Total RNA for real‐time PCR analysis was extracted from tea leaf that was the same stage for RNA‐seq following the cetyltrimethylammonium bromide (CTAB) protocol. RNA quality and quantity were each assessed, respectively, by Agilent 2100 BioAnalyzer (Agilent Technologies, Santa Clara, CA) and NanoDrop 2000 (Thermo Scientific, Waltham, MA). cDNA was synthesized from the total RNA using SuperScript II Reverse Transcriptase system (Invitrogen, Carlsbad, CA) with oligo(dT) following the manufacturer's instructions. The primers (Table 1) for real‐time PCR were designed using NCBI Primer‐BLAST tools according to cDNA sequences. Reactions were carried out on StepOnePlus Real‐Time PCR System (Applied Biosystems, Foster City, CA) using three‐step cycling conditions of 95 °C for 1 min, followed by 40 cycles of 95 °C for 15 s, 60 °C for 30 s and 72 °C for 30 s. After the amplification steps, the melting curve was determined for each primer pair at a final stage of 15 s at 95 °C, 15 s at 60 °C and 15 s at 95 °C to verify the presence of only one specific product. Relative quantification was performed with the 2‐ΔΔCT method. Teaβ‐actin gene (Forward primer: 5′‐GCCATCTTTGATTGGAATGG‐3′, Rverse primer: 5′‐GGTGCCACAACCTTGATCTT‐3′) was used as reference for messenger RNA (mRNA) expression. The Pearson correlation analysis of RNA‐seq and qRT‐PCR was performed by R software (www.r-project.org).

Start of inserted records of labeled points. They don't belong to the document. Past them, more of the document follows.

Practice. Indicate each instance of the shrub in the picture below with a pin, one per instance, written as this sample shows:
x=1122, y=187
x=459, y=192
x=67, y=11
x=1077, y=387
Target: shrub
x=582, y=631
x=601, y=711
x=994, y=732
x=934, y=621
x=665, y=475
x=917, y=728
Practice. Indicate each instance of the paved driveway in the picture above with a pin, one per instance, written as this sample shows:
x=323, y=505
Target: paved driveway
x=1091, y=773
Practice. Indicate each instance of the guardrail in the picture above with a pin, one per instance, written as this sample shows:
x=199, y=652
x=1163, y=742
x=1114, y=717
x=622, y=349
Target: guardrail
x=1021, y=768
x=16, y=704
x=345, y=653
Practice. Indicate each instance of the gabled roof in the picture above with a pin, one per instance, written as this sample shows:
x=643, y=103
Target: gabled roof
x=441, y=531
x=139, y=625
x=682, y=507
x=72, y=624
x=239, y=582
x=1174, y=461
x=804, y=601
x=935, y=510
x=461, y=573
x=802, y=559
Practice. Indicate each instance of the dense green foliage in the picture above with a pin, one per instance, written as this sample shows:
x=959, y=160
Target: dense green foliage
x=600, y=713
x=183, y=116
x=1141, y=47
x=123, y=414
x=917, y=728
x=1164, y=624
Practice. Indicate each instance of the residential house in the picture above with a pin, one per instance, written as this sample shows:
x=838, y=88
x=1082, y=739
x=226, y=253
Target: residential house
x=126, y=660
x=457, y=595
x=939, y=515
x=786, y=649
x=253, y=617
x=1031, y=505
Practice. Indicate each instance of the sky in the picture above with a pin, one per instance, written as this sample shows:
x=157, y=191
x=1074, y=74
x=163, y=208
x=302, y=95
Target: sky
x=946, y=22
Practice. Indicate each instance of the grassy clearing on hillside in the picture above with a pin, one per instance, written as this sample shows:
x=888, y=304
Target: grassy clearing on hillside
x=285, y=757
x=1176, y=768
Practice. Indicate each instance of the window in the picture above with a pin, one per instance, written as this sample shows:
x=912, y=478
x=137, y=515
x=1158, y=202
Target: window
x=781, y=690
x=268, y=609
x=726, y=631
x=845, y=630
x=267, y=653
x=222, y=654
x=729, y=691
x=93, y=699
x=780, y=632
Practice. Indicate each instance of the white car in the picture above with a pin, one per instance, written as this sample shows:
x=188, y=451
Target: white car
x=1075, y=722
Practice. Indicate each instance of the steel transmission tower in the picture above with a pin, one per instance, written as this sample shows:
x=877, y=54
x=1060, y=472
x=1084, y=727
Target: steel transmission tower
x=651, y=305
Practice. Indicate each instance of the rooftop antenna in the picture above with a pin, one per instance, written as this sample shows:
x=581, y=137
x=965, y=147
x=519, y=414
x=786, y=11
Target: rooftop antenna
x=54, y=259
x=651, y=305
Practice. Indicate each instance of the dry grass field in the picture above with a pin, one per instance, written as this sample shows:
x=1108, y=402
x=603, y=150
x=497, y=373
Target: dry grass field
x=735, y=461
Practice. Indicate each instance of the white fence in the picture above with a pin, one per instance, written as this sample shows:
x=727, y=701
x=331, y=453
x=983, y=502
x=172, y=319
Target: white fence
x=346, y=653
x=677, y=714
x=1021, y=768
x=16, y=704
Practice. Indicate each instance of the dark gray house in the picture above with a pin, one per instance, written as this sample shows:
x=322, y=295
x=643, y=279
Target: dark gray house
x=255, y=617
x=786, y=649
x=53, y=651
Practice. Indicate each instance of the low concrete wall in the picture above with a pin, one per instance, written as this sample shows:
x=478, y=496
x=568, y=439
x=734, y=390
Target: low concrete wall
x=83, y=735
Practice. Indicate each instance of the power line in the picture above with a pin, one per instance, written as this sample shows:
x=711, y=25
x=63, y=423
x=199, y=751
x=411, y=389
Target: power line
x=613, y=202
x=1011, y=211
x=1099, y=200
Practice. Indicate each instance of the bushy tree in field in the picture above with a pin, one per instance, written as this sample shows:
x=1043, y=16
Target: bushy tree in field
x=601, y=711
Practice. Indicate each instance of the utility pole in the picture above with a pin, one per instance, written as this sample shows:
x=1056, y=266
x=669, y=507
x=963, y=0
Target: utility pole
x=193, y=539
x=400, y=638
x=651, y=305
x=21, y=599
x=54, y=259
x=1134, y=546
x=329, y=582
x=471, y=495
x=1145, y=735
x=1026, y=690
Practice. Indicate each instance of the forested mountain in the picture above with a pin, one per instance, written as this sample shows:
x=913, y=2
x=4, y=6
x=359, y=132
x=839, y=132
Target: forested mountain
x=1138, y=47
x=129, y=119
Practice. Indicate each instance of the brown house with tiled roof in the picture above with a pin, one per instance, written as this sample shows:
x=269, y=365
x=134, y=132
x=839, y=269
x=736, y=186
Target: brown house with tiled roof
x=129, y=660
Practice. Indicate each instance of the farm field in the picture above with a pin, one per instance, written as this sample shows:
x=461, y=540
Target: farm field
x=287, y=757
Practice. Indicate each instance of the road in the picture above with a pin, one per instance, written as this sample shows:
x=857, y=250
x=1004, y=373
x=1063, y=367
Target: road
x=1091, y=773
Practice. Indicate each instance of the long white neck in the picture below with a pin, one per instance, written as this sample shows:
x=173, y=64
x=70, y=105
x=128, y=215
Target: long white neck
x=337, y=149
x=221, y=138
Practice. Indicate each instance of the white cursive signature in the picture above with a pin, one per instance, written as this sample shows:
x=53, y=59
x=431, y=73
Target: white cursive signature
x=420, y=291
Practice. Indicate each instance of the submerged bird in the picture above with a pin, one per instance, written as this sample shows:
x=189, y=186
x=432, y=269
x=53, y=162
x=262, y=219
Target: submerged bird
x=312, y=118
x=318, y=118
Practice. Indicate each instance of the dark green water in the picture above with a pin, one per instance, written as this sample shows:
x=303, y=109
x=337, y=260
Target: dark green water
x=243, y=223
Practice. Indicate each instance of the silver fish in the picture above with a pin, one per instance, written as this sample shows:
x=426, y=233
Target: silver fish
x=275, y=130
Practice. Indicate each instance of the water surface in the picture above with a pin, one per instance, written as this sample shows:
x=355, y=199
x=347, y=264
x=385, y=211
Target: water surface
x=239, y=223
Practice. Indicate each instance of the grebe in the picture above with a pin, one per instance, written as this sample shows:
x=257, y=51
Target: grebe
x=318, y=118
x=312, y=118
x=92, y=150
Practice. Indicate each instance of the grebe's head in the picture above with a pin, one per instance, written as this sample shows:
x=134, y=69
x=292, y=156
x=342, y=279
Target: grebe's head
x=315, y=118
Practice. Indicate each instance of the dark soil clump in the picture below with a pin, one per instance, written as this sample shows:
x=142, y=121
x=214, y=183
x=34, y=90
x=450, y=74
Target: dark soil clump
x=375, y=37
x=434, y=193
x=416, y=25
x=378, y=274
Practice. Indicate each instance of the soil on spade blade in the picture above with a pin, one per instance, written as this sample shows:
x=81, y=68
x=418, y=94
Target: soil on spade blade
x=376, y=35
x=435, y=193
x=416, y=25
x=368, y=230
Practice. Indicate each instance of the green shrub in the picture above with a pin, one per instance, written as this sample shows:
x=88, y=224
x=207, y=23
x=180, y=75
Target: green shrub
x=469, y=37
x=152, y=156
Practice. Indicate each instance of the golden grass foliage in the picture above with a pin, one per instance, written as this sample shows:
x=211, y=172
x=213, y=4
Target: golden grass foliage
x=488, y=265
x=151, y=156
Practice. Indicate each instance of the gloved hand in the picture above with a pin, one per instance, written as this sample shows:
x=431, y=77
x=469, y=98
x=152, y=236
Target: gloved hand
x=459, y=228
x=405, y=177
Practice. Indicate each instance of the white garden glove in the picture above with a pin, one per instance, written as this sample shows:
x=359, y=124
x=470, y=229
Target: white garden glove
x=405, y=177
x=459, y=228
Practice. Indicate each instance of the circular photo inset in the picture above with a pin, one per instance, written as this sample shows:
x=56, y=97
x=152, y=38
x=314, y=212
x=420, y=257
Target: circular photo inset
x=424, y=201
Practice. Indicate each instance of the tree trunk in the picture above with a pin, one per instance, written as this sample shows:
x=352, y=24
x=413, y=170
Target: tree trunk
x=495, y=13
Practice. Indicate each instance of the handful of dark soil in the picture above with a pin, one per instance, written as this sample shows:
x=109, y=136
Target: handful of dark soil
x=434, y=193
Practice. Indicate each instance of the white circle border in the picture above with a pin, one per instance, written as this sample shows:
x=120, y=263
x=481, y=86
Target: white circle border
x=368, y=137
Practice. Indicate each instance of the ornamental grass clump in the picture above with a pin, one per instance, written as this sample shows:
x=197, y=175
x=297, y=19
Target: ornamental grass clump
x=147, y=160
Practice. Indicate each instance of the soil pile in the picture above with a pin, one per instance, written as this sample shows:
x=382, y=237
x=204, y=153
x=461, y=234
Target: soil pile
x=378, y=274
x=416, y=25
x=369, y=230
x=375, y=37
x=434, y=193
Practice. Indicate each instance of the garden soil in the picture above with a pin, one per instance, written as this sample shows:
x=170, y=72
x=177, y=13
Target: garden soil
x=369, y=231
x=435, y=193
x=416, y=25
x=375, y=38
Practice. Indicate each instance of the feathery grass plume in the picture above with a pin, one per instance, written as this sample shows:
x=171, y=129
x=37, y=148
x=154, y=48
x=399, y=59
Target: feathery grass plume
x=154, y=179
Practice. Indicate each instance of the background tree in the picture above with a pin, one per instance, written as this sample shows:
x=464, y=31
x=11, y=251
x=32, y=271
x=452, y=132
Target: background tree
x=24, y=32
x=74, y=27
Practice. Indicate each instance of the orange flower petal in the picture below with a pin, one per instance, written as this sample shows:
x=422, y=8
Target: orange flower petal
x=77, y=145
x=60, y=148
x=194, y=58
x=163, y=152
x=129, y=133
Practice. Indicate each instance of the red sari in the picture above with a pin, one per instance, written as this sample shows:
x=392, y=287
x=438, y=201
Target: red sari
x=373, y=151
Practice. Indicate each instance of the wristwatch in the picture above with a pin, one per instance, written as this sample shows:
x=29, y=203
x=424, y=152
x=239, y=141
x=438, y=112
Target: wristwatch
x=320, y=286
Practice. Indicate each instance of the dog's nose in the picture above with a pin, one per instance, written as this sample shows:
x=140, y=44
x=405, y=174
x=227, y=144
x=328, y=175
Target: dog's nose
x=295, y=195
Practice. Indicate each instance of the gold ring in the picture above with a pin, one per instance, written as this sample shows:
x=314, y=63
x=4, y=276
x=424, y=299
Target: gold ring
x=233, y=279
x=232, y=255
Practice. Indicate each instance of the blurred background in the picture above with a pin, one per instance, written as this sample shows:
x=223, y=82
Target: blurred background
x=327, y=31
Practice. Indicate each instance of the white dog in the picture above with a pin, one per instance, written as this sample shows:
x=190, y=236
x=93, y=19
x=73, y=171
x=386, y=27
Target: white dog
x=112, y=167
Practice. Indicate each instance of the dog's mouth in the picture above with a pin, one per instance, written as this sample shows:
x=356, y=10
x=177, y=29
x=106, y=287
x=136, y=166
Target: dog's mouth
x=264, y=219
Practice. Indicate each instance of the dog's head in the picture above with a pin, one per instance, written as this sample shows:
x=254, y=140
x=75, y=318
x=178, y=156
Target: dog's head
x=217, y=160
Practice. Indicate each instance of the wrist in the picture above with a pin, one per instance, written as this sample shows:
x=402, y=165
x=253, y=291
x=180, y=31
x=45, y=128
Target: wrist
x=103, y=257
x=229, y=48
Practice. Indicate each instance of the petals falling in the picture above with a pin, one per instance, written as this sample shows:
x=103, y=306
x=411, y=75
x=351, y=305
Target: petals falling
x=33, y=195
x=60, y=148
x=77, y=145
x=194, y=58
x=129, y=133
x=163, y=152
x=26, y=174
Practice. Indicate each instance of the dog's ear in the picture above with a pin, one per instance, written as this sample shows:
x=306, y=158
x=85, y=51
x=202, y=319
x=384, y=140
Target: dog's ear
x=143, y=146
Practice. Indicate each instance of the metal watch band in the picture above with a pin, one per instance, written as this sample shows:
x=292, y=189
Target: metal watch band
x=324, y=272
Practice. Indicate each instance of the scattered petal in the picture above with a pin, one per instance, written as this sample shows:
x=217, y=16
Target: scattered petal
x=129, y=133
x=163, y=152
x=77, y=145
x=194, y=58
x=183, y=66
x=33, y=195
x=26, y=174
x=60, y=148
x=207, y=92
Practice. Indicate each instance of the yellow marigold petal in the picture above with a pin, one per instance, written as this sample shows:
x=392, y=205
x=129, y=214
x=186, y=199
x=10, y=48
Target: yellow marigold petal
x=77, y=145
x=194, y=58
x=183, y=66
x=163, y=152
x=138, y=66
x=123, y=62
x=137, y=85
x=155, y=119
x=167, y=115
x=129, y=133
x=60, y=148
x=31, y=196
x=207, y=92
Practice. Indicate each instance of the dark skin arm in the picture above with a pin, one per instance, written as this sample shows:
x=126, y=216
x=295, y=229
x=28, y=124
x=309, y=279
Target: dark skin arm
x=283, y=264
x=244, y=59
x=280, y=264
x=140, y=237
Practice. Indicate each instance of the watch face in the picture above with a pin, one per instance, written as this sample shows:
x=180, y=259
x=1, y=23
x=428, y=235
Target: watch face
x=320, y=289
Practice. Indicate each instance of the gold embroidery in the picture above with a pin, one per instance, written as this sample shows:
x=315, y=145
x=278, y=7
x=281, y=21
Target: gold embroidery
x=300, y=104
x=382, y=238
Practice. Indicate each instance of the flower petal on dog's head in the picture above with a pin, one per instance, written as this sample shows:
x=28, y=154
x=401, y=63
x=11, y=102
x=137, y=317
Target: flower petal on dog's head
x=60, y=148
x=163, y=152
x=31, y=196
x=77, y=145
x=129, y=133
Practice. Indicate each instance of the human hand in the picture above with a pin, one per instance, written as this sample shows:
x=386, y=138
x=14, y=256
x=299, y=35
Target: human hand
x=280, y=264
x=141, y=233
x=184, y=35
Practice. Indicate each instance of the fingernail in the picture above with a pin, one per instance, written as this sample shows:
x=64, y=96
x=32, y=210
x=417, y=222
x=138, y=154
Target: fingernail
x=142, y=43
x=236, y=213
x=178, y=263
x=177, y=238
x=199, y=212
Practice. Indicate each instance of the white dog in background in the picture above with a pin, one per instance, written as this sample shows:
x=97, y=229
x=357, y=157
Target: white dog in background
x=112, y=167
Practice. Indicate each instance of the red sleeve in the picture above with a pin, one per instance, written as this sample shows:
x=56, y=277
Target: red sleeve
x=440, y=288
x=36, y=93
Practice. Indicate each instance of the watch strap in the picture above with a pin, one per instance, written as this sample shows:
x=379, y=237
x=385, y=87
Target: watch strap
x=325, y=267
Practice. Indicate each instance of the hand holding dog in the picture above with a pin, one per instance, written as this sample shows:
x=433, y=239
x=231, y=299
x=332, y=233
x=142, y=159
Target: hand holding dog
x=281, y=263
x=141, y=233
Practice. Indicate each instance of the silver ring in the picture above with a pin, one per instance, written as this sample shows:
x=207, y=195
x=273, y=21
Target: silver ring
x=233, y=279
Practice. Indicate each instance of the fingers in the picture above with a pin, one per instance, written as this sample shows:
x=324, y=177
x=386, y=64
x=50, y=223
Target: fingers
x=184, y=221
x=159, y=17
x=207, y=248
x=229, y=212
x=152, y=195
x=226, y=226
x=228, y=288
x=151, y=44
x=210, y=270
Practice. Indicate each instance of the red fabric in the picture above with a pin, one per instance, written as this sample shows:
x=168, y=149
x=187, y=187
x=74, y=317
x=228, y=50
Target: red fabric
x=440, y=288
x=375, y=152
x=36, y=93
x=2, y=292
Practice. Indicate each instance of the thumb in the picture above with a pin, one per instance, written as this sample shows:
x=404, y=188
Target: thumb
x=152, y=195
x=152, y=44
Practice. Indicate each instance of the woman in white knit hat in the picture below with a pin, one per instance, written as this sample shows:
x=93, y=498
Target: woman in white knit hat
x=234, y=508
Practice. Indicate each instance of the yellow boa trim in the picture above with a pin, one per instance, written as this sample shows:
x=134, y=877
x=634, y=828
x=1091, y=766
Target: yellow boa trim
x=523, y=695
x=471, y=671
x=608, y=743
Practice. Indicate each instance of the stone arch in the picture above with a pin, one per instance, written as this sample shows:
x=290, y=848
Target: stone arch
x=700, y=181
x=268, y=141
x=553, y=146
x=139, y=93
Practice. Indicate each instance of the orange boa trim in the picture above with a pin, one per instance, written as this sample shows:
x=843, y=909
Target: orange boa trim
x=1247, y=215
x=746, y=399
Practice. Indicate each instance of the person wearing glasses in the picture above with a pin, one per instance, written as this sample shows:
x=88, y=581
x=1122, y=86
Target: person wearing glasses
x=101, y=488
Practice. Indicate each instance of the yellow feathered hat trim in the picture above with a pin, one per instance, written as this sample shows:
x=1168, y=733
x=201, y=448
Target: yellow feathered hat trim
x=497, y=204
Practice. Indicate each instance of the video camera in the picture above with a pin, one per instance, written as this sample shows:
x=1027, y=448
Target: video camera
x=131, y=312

Homologous gene and collinear regions identification

Homologous genes of tea tree genome were identified by MCScanX (Wang et al., 2012), which is an algorithm that can simultaneously scan multiple genomes to identify homologous chromosomal regions and subsequently align these regions by using genes. Collinear regions among tea, potato and tomato were also identified by MCScanX with default parameters, and orthologous genes pairs were extracted from collinear regions.

Correlation analysis of methylation data

Correlation between biological replicates of BS‐seq was calculated as methylation levels of total Cs in 2000 bp regions. First, tea tree genome was splited into 2000 bin bins, and methylation levels were calculated as the average #C/(#C+#T) for all cytosines in each bin, #C is the number of C reads and #T is the number of T reads. Then, Pearson correlation coefficients were calculated between the two biological replicates.

Correlation analysis between orthologous gene pairs of tea and tomato/potato was performed by corr.test() of R project. DNA methylation level was first calculated of each gene in tea, tomato, and tomato of CG, CHG and CHH sequence contexts. Then, smooth scatter plots were conducted by smoothScatter() of R project (www.r-project.org).

For correlation between DNA methylation and kimura distance, the DNA methylation level of each TE was calculated by custom Perl script, and kimura distance were extracted from RepeatMasker pipeline.

Metaplot analysis

For metaplot analysis, each gene body region was proportionally divided into 20 bins. Both upstream and downstream 2000 bp regions were also divided into 20 bins (i.e. the length of each bin is 100 bp), separately. Then, the average level of DNA methylation of each bin was calculated for all genes and plotted by R script.

Accession numbers

The data reported in this paper were deposited in the Gene Expression Omnibus (GEO) database (accession number GSE119992).

Author contributions

H.W. and H.Y. designed the research; H.W., L.W., Y.S. and X.C. performed the research and analysed the data; S.J. and X.C. collected the data; Q.Z. and C.Y. provided the tools; H.W. wrote the paper.

Conflicts of interest

The authors declare that they have no conflicts of interest.

Supporting information

Figure S1 BS‐seq coverage shown as the proportion of cytosines that were covered by at least ‘X’ reads.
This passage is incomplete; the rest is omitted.